Only a couple times have I come across something elsewhere on the web (for example, some things have been posted in the WebRPG forum), and I've written to the author and asked for permission to run it in the DQN as well.   A large number of DQN readers don't regularly visit the WebRPG  forum.  I don't think that I've ever been turned down, either.

If Hasbro/WotC/TSR/SPI wrote to me tomorrow and wanted to issue a compilation of all past DQNs for sale, we'd have to get explicit permission from each author and work out payment before any article could be published.  But for a less commercial use, I think it's certainly possible to be more lenient.  I was contacted by some Australian players some years ago who wanted to print out copies of the DQN to hand out at a gaming convention (or maybe they were going to sell them for a nominal cost to cover copying costs).  In that instance, they contacted me, as moderator of the DQN, for permission to do this, which I was willing to grant.  They didn't go back to every individual author, and I think that was reasonable in that circumstance.  If anyone whose material was used thinks that granting this permission was wrong, then I appologize to them.
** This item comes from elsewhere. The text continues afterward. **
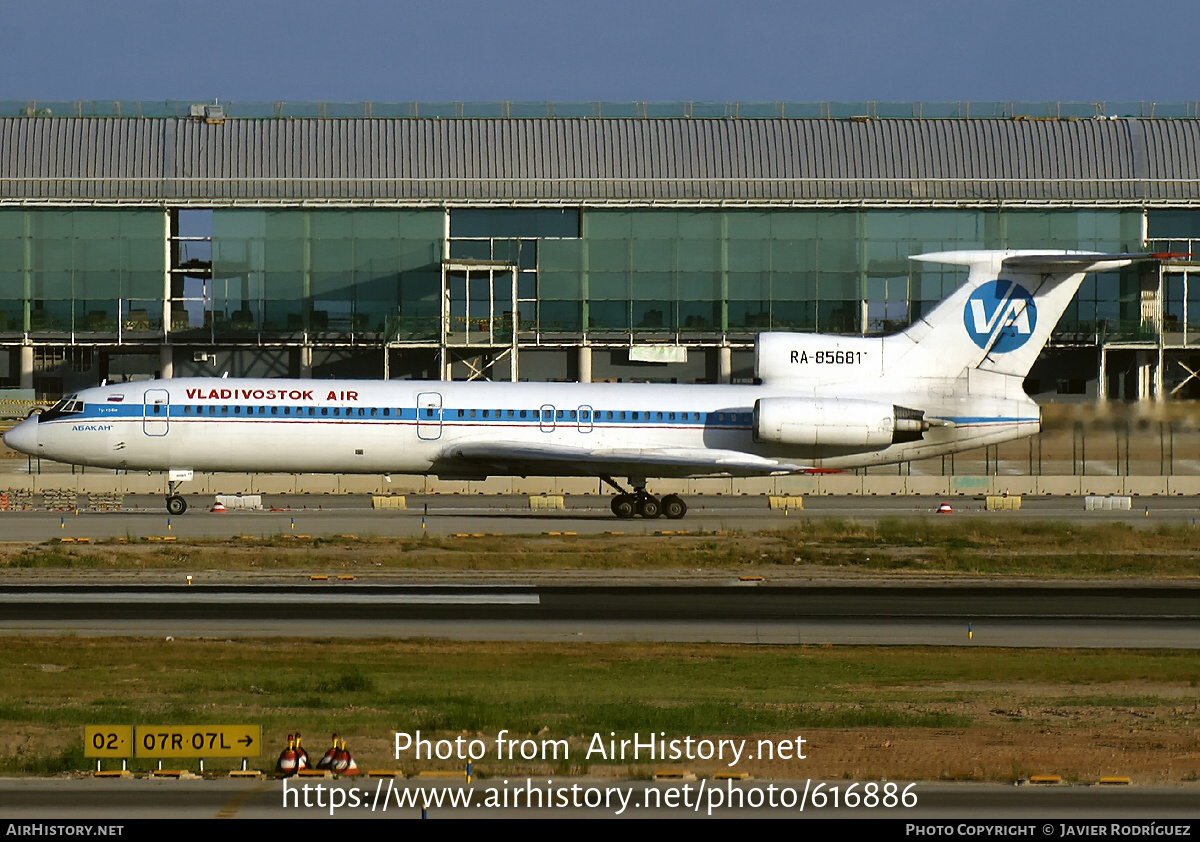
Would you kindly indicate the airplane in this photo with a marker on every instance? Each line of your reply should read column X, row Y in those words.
column 949, row 382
As far as John Corey's compilation project goes, he did contact me for permission to use my materials when he started setting things up, and I agreed to let him use the things I had written.  As far as I am concerned, that permission still stands.  And as far as keeping track of the permissions, I think that a reasonable and good faith effort is all that is required on John's part. 

I will admit that I had dreams of getting "Poor Brendan's Almanac" published when I started working on it in the late 80s, and it took some time for me to get comfortable with freely releasing it when I finally did publish it on the web.  But, I realized that I wasn't going to make any money from it.  And I wanted to share it with other people who would appreciate it (which is, at the core, I think why we all write: we want to share our ideas and know that others find them useful). 

If you still plan to go ahead with this project John, my recommendation would be that you post a message to a couple of the major DQ forums (I think that WebRPG and the DQN would cover most anyone who has written something that you would be using) and ask for current contact info for the authors you are looking for.  I think that identifying either the author (by name or pseudonym) or the title of the article should dredge up most of the people you want to contact.  If you have articles for which you do not have explicit permission, set those in a separate directory and keep trying, or keep them aside until you do contact the authors for explicit permission.  With the web, publishing is a fluid thing, and you can continue to revise and adjust the content constantly.

To answer John's original question, I don't think that the original idea of a shared base of knowledge is a bad one at all.  In part, I think the problem is one of officialness; there is no canon.  With SPI long gone and dead, there is no one to judge what is 'official' DQ and what is not, and some reluctance (my own included, it must be admitted) to publish based on that.